Vietnam or Thailand ? Vote for the TOP Country of the Week !

Bijgewerkt: 5 mei 2025


Toen sloot Johannes zijn gouden sleuteltje vast in de hand, vlijde zijn hoofd tegen het donzige vel van het goede konijntje en sliep rustig in. Waar is hij dan, Presto? Waar is het kleine baasje dan? Welk een schrik, wakker te worden in de boot, in het riet geheel alleen, de baas spoorloos verdwenen. Het was om angstig van te worden.

Daar schitterde een klein gouden sleuteltje. Een tijd lang zat hij sprakeloos. 'Presto! zeide hij toen, terwijl de tranen hem in de oogen kwamen. 'Presto, het is toch waar! Presto sprong op en trachtte door blaffen zijnen meester aan 't verstand te brengen, dat hij honger had en naar huis wilde. Naar huis? Ja! daaraan had Johannes niet gedacht en hij had er weinig zin in.

Nu merkte hij dat hij zijn vader meer had liefgehad dan Presto en zijn kamertje, want het was om hem dat hij het vroeg. 'Zeg mij alleen hoe het met hem is en of hij nog boos op mij is, dat ik zoolang ben weggebleven. Pluizer haalde de schouders op. 'Al wist je dat nu, wat zou het je helpen? Doch de lente bleef hem roepen, luider en luider.

Begrijpt ge nu, dat Johannes ontzag voor hem had? Met den kleinen bruinen Presto ging hij heel vertrouwelijk om. Het was geen mooi of voornaam, maar een bizonder goedig en schrander hondje, dat nimmer verder dan twee pas van Johannes weg te krijgen was en geduldig zat te luisteren naar de mededeelingen van zijn meester.
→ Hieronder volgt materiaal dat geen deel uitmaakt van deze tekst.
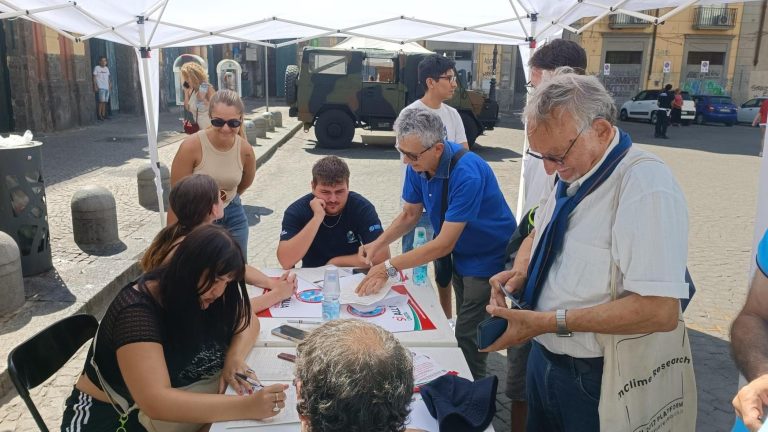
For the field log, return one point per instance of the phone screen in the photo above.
(290, 332)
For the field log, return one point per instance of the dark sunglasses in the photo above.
(232, 123)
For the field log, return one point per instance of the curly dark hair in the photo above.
(355, 377)
(330, 170)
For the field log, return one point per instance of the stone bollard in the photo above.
(94, 217)
(270, 123)
(277, 117)
(250, 131)
(145, 178)
(11, 281)
(260, 126)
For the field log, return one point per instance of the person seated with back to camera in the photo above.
(185, 325)
(363, 381)
(326, 226)
(196, 201)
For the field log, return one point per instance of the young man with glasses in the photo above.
(438, 76)
(475, 228)
(328, 225)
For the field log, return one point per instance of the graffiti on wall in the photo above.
(713, 87)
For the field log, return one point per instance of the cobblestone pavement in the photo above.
(716, 166)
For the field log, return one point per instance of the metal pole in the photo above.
(266, 76)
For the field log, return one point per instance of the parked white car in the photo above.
(644, 105)
(749, 110)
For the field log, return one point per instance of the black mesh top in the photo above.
(134, 316)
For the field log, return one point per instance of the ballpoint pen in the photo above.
(253, 383)
(303, 322)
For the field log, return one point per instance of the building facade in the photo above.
(695, 50)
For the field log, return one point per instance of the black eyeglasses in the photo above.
(529, 87)
(412, 156)
(557, 160)
(232, 123)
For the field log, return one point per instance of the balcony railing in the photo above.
(705, 17)
(627, 21)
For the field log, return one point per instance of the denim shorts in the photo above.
(103, 95)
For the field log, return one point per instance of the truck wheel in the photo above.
(291, 75)
(470, 128)
(334, 128)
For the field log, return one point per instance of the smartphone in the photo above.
(288, 332)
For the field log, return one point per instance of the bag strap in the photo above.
(119, 403)
(444, 203)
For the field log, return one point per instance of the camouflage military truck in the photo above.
(338, 90)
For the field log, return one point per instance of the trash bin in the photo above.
(23, 214)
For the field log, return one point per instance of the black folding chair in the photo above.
(40, 356)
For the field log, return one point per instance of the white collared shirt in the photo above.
(647, 240)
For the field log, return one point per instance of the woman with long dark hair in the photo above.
(170, 343)
(195, 200)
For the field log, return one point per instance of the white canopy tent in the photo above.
(151, 24)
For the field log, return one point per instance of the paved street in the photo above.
(717, 167)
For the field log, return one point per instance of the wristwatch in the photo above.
(392, 273)
(562, 328)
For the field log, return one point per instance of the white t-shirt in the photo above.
(647, 240)
(102, 76)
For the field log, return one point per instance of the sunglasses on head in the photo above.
(232, 123)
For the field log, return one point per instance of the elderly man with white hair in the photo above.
(614, 208)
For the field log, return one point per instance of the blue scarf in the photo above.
(552, 239)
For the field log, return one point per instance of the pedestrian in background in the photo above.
(662, 114)
(762, 118)
(102, 85)
(677, 107)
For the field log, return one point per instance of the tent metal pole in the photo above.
(149, 115)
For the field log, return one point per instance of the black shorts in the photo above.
(443, 271)
(84, 413)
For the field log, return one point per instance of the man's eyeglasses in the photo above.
(557, 160)
(529, 87)
(412, 156)
(232, 123)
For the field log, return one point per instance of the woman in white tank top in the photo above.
(222, 152)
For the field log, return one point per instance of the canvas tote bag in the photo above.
(648, 382)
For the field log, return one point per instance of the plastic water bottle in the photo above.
(331, 293)
(420, 272)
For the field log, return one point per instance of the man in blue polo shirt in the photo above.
(749, 342)
(328, 225)
(475, 229)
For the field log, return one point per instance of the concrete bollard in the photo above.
(11, 281)
(250, 131)
(277, 117)
(270, 123)
(260, 127)
(145, 178)
(94, 217)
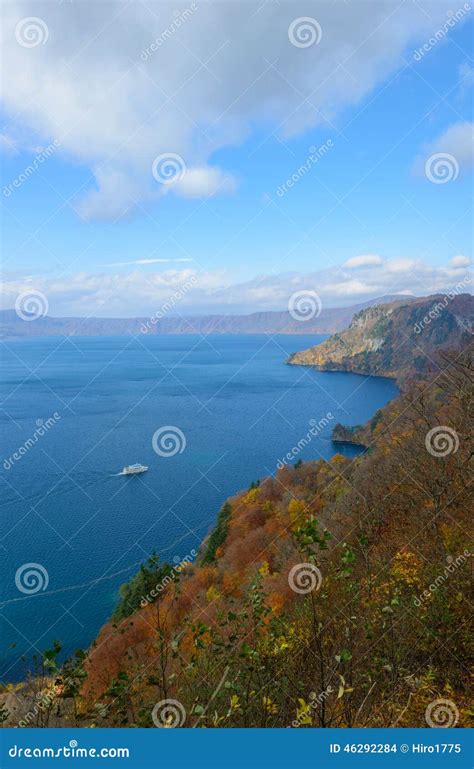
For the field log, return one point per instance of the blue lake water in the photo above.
(240, 409)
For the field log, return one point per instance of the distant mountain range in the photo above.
(329, 321)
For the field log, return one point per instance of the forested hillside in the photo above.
(335, 594)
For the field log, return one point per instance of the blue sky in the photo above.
(367, 195)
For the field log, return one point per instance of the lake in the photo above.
(75, 411)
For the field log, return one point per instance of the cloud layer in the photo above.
(120, 84)
(143, 292)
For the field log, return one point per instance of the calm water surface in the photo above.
(62, 506)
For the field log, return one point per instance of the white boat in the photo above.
(134, 469)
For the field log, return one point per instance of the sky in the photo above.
(230, 154)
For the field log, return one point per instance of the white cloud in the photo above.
(227, 69)
(204, 182)
(400, 265)
(141, 293)
(460, 261)
(365, 260)
(457, 141)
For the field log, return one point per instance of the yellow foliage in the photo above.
(251, 496)
(212, 594)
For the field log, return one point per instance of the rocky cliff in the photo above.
(397, 339)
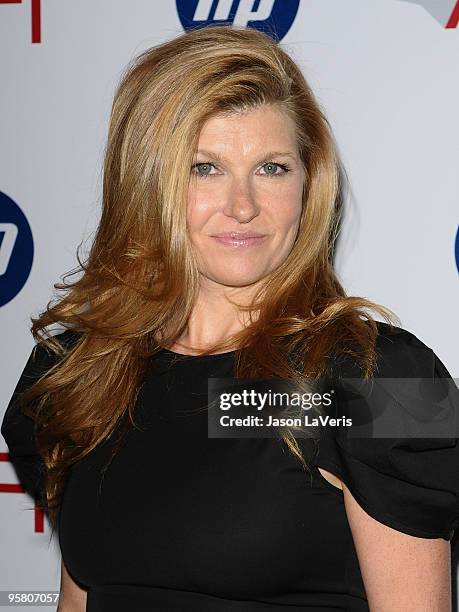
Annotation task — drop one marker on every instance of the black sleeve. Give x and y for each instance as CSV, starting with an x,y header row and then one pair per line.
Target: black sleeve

Ik behoef u niet te zeggen, hoeveel Johannes van Presto hield.

Doch Windekind vatte hem bij de hand, en hij gevoelde hoe hij, licht als het gepluisde zaadje van een paardebloem, wegzweefde door de stille avondlucht. 'Windekind, zeide Johannes onder het zweven, 'ik houd zooveel van u. Ik geloof dat ik alle menschen voor u zou willen geven en Presto ook. Windekind zeide: 'en Simon? 'O, het kan Simon niet zooveel schelen, of ik van hem houd.

Wel verlangde hij naar zijn kamertje, naar zijn vader, naar Presto, maar hij droeg liever het stille verlangen hier, dan het pijnlijke moeilijke wederzien. En het was of hij hier aan Windekind kon blijven denken, en thuis niet. Windekind was nu zeker weggegaan. Ver weg naar het zonnige land, waar de palmen over de blauwe zee heenbuigen. Hij wilde hier boete doen en op hem wachten.

Welk een wanhoop! de baas weg! spoorloos weg! Zoek dan Presto, zoek hem dan! Wacht! daar recht voor je, tegen die duinhelling, ligt daar niet een kleine donkere gedaante? zie eens goed! Een oogenblik staat het hondje onbeweeglijk, en ziet ingespannen in de verte.

Hij voelde dat die scheiding onherroepelijk was en het was hem alsof hij een kerkhof bezocht, zoo weemoedig en droevig. Was Presto hem maar tegemoetgesprongen, dan zou het minder akelig zijn, maar Presto was zeker weg of dood. Doch waar was zijn vader?

Hij speelde met hen en smeedde samenzweringen op school en vormde rooverbenden met hen buiten, maar hij voelde zich eerst recht thuis als hij alleen met Presto was. Dan verlangde hij nimmer naar jongens, en voelde zich volkomen vrij en veilig.

En loop je hem nu al zoolang te zoeken, onder voortdurend zenuwachtig piepen? Arme Presto! Hoe kon je ook zoo vast slapen en niet merken dat de baas uit de boot ging? Anders word je dadelijk wakker, zoodra hij eenige beweging maakt. Nauwelijks kon je herkennen, waar de baas aan land was gegaan en hier in de duinen ben je nu het spoor geheel bijster geraakt. Het ijverig snuffelen hielp niet.